Now we read in the names of the fastq files, and perform string manipulation to get matched lists of the forward and reverse fastq files.

```{r poor sequence data reads, warning=FALSE, message=FALSE, tidy=TRUE, results='hold',comment= ""}
# Forward and reverse fastq filenames have format: SAMPLENAME_R1_001.fastq and SAMPLENAME_R2_001.fastq
fnFs <- sort(list.files(path, pattern="_1.fastq.gz", full.names = TRUE))
fnRs <- sort(list.files(path, pattern="_2.fastq.gz", full.names = TRUE))
# Extract sample names, assuming filenames have format: SAMPLENAME_XXX.fastq
sample.names <- sapply(strsplit(basename(fnFs), "_"), `[`, 1)
sample.names
```

## Inspect read quality profiles

```{r quality profile poor data, warning=FALSE, message=FALSE, tidy=TRUE, results='hold',comment= ""}
plotQualityProfile(c(fnFs[1], fnRs[1]))
```


From the obtained Quality profile, we see that the reads are of considerable poor quality especially towards the end and it seems to be worse for the reverse read. We truncate the last 30 nucleotides on the forward read and 60 nucleotides to remove poor quality sequence data. We cannot truncate beyond this as we would need to retain enough bases to maintain 20 + biological.length.variation nucleotides of overlap between the forward and reverse reads.
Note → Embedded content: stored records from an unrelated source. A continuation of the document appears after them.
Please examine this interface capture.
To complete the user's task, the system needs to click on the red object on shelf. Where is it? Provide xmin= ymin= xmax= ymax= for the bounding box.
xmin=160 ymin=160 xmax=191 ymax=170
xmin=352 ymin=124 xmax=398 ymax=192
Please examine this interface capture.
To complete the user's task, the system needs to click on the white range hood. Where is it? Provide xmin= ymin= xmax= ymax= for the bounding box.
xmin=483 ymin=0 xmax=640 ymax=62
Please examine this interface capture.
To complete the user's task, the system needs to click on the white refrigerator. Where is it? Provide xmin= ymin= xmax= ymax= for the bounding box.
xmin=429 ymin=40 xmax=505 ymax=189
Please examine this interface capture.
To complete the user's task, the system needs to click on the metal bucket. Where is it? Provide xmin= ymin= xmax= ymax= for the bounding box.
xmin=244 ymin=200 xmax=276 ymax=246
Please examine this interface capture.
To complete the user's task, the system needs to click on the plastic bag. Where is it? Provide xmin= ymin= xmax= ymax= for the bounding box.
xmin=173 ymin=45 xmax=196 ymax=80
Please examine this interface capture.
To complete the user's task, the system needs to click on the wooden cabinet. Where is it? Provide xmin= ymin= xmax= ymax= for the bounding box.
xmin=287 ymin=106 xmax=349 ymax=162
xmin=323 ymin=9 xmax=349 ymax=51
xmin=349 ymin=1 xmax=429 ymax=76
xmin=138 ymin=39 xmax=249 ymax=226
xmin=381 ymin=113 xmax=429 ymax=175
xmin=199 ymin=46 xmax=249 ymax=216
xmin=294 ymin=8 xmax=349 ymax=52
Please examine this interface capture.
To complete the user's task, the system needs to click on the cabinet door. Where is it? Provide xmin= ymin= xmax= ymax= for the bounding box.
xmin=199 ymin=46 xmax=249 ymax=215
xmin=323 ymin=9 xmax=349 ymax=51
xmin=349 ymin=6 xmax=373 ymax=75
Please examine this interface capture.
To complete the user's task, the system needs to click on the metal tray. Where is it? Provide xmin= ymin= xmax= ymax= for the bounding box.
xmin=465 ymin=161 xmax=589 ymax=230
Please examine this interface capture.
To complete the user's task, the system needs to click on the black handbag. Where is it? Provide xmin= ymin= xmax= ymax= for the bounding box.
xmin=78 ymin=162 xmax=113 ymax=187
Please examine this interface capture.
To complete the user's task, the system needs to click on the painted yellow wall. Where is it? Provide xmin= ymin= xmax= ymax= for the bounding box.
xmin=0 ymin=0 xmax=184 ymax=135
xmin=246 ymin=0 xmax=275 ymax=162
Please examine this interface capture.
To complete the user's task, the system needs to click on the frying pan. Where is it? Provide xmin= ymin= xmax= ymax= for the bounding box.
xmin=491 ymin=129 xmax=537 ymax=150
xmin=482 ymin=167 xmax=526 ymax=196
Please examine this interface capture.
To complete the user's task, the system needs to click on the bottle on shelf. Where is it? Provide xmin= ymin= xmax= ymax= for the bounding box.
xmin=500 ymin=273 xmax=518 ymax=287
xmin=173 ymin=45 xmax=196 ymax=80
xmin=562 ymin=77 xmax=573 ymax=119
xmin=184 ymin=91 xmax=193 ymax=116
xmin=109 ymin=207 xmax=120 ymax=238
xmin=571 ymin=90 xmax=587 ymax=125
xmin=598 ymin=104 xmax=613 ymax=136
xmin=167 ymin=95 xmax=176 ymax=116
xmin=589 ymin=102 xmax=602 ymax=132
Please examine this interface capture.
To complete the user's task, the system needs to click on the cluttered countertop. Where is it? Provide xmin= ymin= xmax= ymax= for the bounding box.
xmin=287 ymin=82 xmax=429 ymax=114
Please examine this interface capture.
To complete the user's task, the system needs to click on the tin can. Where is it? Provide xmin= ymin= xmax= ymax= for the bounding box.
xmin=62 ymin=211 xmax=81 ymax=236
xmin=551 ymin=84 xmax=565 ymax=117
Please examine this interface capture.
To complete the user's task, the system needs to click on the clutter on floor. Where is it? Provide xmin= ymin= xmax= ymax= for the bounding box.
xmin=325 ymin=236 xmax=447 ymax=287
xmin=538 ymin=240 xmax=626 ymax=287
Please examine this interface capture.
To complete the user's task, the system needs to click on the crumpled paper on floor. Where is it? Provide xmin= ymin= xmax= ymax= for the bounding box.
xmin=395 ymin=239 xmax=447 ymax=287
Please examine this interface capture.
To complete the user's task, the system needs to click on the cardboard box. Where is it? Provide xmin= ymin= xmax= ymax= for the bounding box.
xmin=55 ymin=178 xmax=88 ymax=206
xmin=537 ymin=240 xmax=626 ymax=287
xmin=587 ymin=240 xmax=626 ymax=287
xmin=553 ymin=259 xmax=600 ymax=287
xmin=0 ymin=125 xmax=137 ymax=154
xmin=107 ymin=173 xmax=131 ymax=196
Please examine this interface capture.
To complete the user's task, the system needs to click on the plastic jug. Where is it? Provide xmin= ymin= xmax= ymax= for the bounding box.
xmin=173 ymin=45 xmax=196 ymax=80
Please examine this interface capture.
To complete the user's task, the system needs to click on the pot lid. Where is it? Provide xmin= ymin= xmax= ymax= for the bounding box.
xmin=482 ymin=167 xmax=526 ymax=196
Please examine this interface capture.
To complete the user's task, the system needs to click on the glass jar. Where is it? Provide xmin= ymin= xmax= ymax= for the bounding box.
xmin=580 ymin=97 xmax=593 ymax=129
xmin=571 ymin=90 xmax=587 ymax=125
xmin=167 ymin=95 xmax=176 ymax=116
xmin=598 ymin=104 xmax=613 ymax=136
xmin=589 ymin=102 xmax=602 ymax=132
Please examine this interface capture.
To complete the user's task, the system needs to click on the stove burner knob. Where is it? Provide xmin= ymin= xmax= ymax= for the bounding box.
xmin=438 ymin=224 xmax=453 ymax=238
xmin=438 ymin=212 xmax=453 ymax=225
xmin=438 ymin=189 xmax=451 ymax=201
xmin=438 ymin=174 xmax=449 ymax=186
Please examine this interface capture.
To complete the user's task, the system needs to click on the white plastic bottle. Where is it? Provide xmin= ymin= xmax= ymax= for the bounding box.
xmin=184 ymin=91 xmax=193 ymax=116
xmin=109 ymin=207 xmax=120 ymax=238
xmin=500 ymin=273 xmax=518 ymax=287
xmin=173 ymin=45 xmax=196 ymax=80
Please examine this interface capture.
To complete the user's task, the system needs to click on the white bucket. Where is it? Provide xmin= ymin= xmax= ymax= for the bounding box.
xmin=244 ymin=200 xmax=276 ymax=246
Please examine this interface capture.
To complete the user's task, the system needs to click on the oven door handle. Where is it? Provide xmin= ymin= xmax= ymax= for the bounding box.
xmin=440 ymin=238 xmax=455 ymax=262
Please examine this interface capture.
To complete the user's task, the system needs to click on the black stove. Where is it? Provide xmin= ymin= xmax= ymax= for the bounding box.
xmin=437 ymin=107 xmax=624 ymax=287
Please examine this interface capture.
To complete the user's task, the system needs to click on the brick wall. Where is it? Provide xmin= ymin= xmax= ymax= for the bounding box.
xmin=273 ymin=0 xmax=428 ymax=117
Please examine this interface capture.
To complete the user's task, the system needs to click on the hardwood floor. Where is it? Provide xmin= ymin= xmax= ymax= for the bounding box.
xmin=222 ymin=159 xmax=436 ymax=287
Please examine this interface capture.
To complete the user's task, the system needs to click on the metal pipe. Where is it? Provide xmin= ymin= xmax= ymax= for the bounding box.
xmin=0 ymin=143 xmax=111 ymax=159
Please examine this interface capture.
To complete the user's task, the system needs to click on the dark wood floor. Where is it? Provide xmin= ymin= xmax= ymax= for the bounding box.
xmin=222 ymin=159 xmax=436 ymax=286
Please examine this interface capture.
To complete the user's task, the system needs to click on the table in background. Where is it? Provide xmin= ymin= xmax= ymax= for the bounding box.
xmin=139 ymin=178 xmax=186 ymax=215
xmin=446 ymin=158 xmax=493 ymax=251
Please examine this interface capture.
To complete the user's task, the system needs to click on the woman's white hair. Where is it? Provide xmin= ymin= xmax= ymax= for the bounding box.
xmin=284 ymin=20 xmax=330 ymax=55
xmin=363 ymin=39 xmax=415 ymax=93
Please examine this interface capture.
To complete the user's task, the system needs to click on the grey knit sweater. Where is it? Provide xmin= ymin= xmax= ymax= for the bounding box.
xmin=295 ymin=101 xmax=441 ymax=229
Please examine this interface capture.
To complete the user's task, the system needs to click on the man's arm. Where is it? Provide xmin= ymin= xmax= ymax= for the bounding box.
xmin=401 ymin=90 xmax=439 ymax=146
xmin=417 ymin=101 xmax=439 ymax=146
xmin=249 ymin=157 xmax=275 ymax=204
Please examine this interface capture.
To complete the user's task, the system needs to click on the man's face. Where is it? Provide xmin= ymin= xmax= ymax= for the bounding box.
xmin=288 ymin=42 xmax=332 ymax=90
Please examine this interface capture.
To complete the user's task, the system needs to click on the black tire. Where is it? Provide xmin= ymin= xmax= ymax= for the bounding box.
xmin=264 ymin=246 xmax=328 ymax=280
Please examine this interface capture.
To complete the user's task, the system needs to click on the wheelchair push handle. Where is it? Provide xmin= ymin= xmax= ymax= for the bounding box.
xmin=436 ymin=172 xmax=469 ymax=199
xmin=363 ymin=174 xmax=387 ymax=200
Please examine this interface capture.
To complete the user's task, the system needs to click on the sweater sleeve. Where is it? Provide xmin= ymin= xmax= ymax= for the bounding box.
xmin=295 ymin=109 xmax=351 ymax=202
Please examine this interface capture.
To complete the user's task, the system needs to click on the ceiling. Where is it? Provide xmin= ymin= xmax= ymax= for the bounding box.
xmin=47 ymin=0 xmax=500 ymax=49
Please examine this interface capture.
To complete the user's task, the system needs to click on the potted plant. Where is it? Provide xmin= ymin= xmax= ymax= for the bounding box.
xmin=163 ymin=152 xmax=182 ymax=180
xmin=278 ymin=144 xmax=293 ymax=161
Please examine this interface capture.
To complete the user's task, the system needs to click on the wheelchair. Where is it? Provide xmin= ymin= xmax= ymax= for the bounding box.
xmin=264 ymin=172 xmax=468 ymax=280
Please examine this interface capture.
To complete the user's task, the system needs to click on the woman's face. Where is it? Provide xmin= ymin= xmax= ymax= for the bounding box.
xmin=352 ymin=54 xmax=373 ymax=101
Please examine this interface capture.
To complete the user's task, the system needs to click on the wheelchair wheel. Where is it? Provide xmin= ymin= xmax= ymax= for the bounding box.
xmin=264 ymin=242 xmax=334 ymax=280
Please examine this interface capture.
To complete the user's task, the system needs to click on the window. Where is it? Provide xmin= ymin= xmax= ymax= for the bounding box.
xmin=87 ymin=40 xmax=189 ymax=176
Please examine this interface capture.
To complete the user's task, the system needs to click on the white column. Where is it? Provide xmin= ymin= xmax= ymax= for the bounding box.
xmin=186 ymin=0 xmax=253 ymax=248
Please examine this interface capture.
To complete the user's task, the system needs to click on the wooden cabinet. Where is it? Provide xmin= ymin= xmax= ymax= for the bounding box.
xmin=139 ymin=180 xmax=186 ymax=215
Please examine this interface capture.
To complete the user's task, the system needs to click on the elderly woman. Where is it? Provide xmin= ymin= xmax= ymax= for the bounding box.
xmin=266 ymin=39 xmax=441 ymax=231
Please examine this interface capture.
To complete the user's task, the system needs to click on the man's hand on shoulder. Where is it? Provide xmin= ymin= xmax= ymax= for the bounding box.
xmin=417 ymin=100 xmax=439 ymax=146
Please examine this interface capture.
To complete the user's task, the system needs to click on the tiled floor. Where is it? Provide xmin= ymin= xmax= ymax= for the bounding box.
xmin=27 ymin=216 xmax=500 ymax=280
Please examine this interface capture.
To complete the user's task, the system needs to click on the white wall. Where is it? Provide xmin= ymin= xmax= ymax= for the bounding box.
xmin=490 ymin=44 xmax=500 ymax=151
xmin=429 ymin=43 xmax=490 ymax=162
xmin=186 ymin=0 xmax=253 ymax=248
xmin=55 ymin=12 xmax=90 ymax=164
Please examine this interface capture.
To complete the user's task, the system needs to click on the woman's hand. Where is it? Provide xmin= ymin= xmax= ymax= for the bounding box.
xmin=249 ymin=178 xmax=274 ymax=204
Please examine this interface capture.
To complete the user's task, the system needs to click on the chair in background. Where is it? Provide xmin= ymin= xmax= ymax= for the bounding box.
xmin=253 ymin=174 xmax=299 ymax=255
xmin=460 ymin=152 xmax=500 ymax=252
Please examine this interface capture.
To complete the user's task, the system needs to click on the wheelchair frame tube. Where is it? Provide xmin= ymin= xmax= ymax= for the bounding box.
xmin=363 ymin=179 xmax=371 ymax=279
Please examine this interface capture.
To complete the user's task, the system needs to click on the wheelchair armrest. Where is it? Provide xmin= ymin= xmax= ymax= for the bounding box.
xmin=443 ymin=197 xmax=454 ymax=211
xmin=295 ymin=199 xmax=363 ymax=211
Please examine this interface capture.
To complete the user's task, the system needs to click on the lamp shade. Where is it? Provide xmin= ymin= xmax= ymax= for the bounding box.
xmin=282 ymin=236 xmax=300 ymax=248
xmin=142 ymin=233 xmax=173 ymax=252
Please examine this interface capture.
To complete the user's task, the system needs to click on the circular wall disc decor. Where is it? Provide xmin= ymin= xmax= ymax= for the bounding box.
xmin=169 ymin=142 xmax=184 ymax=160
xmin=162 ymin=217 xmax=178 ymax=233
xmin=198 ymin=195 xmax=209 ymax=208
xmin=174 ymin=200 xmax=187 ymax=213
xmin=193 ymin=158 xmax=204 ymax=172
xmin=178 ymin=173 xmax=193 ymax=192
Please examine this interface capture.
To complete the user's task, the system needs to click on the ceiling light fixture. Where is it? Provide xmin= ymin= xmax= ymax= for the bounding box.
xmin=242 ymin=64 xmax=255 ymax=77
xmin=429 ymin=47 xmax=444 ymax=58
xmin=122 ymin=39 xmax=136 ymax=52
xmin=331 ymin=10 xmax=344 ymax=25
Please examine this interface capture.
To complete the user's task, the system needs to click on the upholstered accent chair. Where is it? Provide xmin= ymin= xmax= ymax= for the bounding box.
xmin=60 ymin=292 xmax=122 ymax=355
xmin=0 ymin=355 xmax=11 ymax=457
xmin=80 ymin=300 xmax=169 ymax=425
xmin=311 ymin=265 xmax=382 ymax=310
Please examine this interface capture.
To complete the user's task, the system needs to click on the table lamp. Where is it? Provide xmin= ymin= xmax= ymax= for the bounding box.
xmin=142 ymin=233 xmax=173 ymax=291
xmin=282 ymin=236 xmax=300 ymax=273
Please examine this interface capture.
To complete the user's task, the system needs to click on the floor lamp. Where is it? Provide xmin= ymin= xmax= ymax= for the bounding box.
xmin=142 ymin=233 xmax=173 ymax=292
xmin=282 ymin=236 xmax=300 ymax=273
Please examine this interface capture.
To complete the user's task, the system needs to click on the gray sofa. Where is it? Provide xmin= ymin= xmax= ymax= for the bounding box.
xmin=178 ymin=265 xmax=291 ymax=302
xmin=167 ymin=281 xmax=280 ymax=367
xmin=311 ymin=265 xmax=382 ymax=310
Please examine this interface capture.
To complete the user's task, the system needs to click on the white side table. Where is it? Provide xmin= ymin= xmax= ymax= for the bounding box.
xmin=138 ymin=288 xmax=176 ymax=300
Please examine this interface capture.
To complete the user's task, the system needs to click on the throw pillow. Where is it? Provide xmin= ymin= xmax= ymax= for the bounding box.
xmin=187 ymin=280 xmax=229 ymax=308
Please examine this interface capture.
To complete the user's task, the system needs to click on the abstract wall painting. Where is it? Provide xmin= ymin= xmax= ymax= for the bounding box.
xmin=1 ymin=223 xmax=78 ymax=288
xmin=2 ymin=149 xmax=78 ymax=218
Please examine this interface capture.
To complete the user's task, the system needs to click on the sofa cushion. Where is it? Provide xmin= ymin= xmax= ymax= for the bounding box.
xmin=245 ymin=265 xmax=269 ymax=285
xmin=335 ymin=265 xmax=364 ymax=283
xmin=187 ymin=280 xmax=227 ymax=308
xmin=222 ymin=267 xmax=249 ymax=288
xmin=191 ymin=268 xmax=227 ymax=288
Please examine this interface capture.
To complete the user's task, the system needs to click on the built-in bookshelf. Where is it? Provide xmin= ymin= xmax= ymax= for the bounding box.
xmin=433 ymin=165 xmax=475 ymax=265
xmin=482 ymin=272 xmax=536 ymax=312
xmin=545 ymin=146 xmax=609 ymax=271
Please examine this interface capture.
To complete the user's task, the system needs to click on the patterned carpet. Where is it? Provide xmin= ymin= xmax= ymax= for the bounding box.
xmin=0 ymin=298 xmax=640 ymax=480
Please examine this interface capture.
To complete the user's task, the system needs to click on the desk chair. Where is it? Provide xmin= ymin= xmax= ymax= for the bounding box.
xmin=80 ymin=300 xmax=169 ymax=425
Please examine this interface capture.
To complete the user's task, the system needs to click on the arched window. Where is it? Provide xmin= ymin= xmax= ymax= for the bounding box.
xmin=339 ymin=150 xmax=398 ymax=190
## Filter and trim, Learn the error rates, dereplicate, sample inference and merging reads.

Assigning the filenames for the filtered fastq.gz files. 

```{r filt path poor data, warning=FALSE, message=FALSE, tidy=TRUE, results='hold',comment= ""}
filtFs <- file.path(path, "filtered", paste0(sample.names, "_F_filt.fastq.gz"))
filtRs <- file.path(path, "filtered", paste0(sample.names, "_R_filt.fastq.gz"))
```

We will use standard filtering parameters: `maxN=0` (DADA2 requires no Ns), truncQ=2, rm.phix=TRUE and maxEE=2 along with truncLen=c(240, 240), trimLeft = c(20,20). 

```{r out 250, warning=FALSE, message=FALSE,tidy=TRUE, results='hide',comment= ""}
out <- filterAndTrim(fnFs, filtFs, fnRs, filtRs, truncLen=c(270,240), maxN=0, maxEE=c(2,2), trimLeft = c(20,20), truncQ=2, rm.phix=TRUE, compress=TRUE, multithread=TRUE) # On Windows set multithread=FALSE
errF <- learnErrors(filtFs, multithread=TRUE)
errR <- learnErrors(filtRs, multithread=TRUE)
derepFs <- derepFastq(filtFs, verbose=TRUE)
derepRs <- derepFastq(filtRs, verbose=TRUE)
dadaFs <- dada(derepFs, err=errF, multithread=TRUE)
dadaRs <- dada(derepRs, err=errR, multithread=TRUE)
mergers <- mergePairs(dadaFs, derepFs, dadaRs, derepRs, verbose=TRUE)
```

## Construct sequence table and remove chimeras

```{r seqtab poor data, warning=FALSE, message=FALSE, tidy=TRUE, results='hide',comment= ""}
seqtab <- makeSequenceTable(mergers)
seqtab.nochim <- removeBimeraDenovo(seqtab, method="consensus", multithread=TRUE, verbose=TRUE)
```

## Track reads through the pipeline

```{r track reads poor data, warning=FALSE, message=FALSE, tidy=TRUE, comment= ""}
getN <- function(x) sum(getUniques(x))
track <- cbind(out, getN(dadaFs), getN(dadaRs), getN(mergers), rowSums(seqtab.nochim))
colnames(track) <- c("input", "filtered", "denoisedF", "denoisedR", "merged", "nonchim")
rownames(track) <- sample.names
head(track)
```

The table above shows that the biggest loss of sequences was at the initial filtering step which is common for a poor quality sequence data. We later retain majority of our raw reads and there is no large loss of reads with any single step.